Cashless restaurants & stores are becoming a trend

New Jersey has popped up in the news for being the second official state to pass a bill that bans cashless establishments. The trend is popping up among restaurants, bars, or stores as technology gets more advanced and less and less people actually carry cash. Younger generations such as Millennials and Generation Z hardly ever carry cash on them and only just their cards. Why? Most find it easier to carry their card rather than cash. With cash you have to constantly visit the ATM or bank unless you visit a store and purchase a product with cash back. With your card, it's all there, no need to go out of your way to seek out funds. It is more convenient and there is definitely a laziness fact here for why a lot of people prefer cards over cash.

To ban cash transactions all together though is extreme because it's telling it's customers how they are obligated to pay and does not give them any choice. Some like New Jersey Assemblyman Paul Moriarty finds it "discriminatory". He told the local CBS affiliate in New York: “I think a ban on cash is discriminatory. It marginalizes the poor, marginalizes young people who haven’t established credit yet. People prefer to pay in cash, and people who don’t want every aspect of life notated by a credit card company, right down to a stick of gum."

The New Jersey Business and Industry Association is fighting back against this ban and disagrees with it. They believe this ban removes a business owner's right to freely chose how they would like to receive payment. They don't believe business owners would do anything to compromise their flow of customers. A representative, Michele Siekerka of the NJBIA explained why businesses are for going cashless: "Business-side efficiencies: Safety, security, not having to take bags of money to the bank at the end of the day, another cost to the business.”

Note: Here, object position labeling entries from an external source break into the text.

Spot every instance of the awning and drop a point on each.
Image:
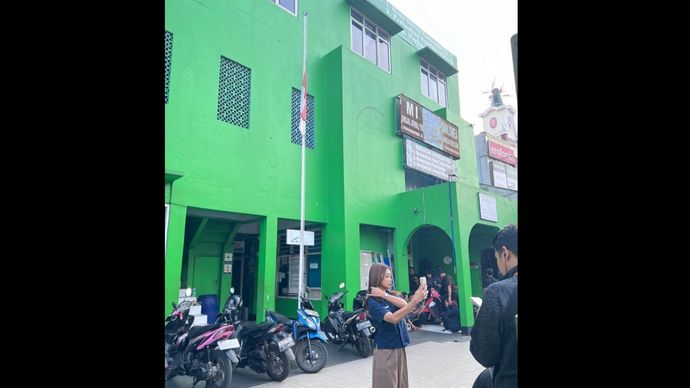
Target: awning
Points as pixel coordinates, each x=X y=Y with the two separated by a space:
x=171 y=176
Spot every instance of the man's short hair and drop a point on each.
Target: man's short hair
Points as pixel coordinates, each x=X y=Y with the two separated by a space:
x=506 y=237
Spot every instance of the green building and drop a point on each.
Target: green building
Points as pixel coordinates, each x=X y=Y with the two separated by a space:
x=233 y=74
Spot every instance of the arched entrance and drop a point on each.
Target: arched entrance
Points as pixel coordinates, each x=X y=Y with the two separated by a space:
x=481 y=255
x=429 y=247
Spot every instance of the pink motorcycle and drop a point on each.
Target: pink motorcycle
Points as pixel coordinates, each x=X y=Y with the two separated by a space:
x=202 y=352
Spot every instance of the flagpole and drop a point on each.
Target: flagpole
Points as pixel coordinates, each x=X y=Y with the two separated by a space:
x=302 y=130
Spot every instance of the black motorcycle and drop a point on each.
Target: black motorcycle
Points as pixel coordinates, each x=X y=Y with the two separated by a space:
x=202 y=352
x=347 y=327
x=264 y=348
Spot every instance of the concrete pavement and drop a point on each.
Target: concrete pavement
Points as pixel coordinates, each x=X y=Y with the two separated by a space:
x=433 y=359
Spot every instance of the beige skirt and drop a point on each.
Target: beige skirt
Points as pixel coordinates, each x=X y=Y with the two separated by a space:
x=390 y=368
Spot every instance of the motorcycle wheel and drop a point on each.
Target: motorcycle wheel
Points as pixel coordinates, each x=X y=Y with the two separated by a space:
x=318 y=357
x=278 y=365
x=363 y=345
x=220 y=359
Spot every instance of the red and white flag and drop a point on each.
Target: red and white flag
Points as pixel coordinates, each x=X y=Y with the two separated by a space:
x=303 y=103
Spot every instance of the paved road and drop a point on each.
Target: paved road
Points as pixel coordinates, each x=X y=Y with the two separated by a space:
x=433 y=359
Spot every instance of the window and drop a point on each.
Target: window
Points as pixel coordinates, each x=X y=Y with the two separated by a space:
x=433 y=83
x=168 y=62
x=296 y=135
x=370 y=41
x=289 y=5
x=234 y=89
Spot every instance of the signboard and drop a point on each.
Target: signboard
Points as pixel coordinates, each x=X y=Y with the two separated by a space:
x=422 y=124
x=426 y=160
x=292 y=237
x=498 y=174
x=487 y=208
x=293 y=278
x=501 y=152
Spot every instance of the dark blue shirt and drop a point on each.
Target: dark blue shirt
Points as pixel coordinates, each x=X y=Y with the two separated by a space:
x=388 y=335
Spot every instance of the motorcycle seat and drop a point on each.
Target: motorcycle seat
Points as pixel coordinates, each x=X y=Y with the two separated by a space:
x=198 y=330
x=348 y=314
x=248 y=331
x=280 y=318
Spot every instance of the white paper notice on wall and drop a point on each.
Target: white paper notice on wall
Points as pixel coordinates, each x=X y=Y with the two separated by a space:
x=487 y=208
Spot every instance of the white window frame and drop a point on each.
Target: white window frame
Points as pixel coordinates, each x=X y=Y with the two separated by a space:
x=277 y=2
x=441 y=79
x=364 y=35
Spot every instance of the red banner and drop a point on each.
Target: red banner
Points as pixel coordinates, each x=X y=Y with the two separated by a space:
x=502 y=153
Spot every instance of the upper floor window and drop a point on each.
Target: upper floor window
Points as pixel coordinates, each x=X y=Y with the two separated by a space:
x=433 y=83
x=289 y=5
x=370 y=41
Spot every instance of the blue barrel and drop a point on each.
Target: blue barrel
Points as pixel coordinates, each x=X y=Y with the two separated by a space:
x=209 y=306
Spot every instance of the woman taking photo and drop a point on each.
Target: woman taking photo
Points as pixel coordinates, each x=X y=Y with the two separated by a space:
x=387 y=313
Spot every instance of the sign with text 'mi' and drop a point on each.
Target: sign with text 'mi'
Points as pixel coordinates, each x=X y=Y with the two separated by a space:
x=422 y=124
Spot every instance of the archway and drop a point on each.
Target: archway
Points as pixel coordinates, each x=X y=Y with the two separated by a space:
x=481 y=255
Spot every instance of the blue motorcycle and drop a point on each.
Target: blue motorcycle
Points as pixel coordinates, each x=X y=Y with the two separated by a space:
x=310 y=352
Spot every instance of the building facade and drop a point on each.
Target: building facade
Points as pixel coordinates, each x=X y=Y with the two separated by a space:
x=376 y=190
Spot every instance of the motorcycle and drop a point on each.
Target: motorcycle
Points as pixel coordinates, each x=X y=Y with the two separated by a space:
x=311 y=352
x=343 y=327
x=202 y=352
x=264 y=348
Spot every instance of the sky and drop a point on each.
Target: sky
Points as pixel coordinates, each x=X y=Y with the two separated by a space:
x=478 y=33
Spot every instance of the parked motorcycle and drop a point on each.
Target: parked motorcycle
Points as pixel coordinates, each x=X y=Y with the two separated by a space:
x=202 y=352
x=264 y=348
x=345 y=327
x=311 y=352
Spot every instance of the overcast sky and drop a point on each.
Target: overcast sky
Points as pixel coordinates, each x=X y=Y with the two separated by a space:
x=478 y=33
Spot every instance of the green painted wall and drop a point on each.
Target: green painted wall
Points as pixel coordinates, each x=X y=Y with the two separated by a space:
x=373 y=239
x=355 y=175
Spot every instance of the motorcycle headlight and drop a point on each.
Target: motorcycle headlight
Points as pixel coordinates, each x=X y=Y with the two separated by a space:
x=311 y=324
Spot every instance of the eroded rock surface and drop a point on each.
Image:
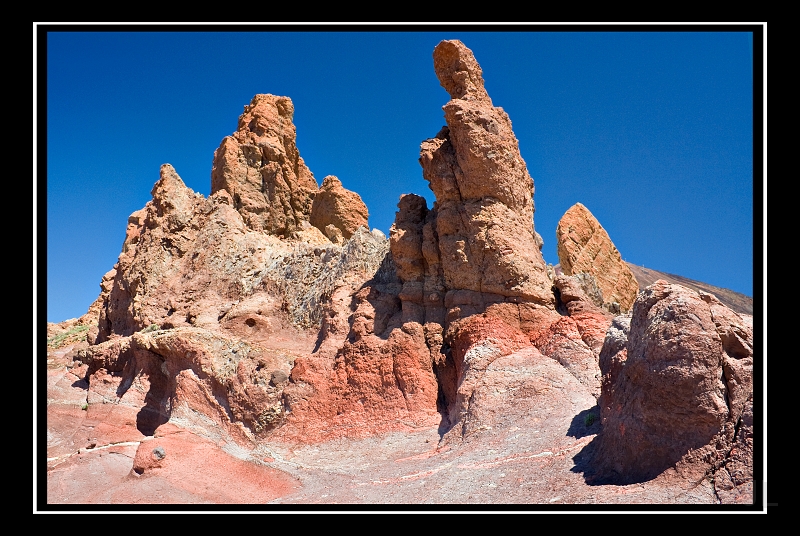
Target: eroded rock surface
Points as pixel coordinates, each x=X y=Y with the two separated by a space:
x=268 y=322
x=677 y=391
x=338 y=212
x=262 y=170
x=584 y=246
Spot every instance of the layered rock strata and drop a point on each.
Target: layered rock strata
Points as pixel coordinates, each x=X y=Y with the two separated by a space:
x=475 y=254
x=584 y=246
x=260 y=166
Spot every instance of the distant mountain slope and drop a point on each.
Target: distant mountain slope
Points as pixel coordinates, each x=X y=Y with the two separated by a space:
x=646 y=277
x=736 y=301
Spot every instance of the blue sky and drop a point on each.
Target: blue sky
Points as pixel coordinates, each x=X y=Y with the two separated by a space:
x=651 y=130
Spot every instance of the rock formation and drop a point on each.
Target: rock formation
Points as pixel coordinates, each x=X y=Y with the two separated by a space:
x=677 y=391
x=338 y=212
x=584 y=246
x=262 y=170
x=270 y=184
x=268 y=314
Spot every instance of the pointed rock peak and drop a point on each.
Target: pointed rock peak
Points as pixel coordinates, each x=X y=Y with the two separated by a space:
x=458 y=71
x=266 y=115
x=260 y=166
x=584 y=247
x=337 y=211
x=169 y=184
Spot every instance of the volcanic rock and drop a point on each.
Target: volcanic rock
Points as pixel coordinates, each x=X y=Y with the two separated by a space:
x=262 y=170
x=484 y=193
x=584 y=246
x=678 y=393
x=337 y=211
x=576 y=339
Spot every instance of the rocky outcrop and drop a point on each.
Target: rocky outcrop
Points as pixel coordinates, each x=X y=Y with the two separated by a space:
x=262 y=170
x=338 y=212
x=576 y=339
x=677 y=391
x=475 y=255
x=270 y=184
x=484 y=194
x=584 y=246
x=189 y=374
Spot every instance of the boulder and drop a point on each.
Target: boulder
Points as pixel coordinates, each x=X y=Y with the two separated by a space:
x=677 y=391
x=341 y=209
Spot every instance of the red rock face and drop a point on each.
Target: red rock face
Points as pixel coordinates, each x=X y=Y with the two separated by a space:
x=678 y=392
x=269 y=312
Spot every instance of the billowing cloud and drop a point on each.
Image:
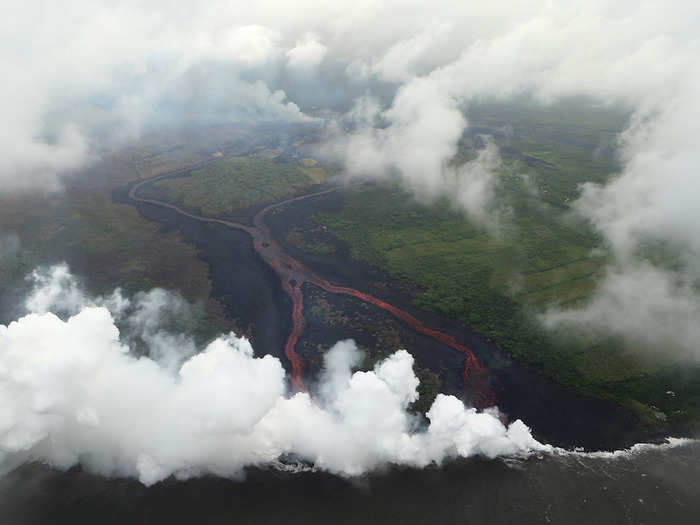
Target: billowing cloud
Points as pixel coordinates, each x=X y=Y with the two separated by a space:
x=71 y=391
x=394 y=79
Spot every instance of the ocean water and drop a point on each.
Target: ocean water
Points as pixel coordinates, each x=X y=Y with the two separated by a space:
x=649 y=484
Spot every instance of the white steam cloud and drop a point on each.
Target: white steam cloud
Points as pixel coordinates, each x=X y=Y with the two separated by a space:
x=80 y=74
x=72 y=392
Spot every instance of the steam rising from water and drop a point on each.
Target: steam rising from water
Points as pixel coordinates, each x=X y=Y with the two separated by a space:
x=71 y=391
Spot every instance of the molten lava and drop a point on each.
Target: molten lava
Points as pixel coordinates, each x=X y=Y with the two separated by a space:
x=294 y=274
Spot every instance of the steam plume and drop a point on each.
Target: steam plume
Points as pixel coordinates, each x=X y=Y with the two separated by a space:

How do you feel about cashless establishments? We here on "VB in the Middle" have hardly run into this. Then again Waffles and myself hardly ever use cash so it would be rare we even notice this as an issue. We probably would never see this in Massachusetts anyway because it's been banned since 1978 to have cashless establishments. Do you think in time we'll be part of a society that is completely cashless? I think so, what about you?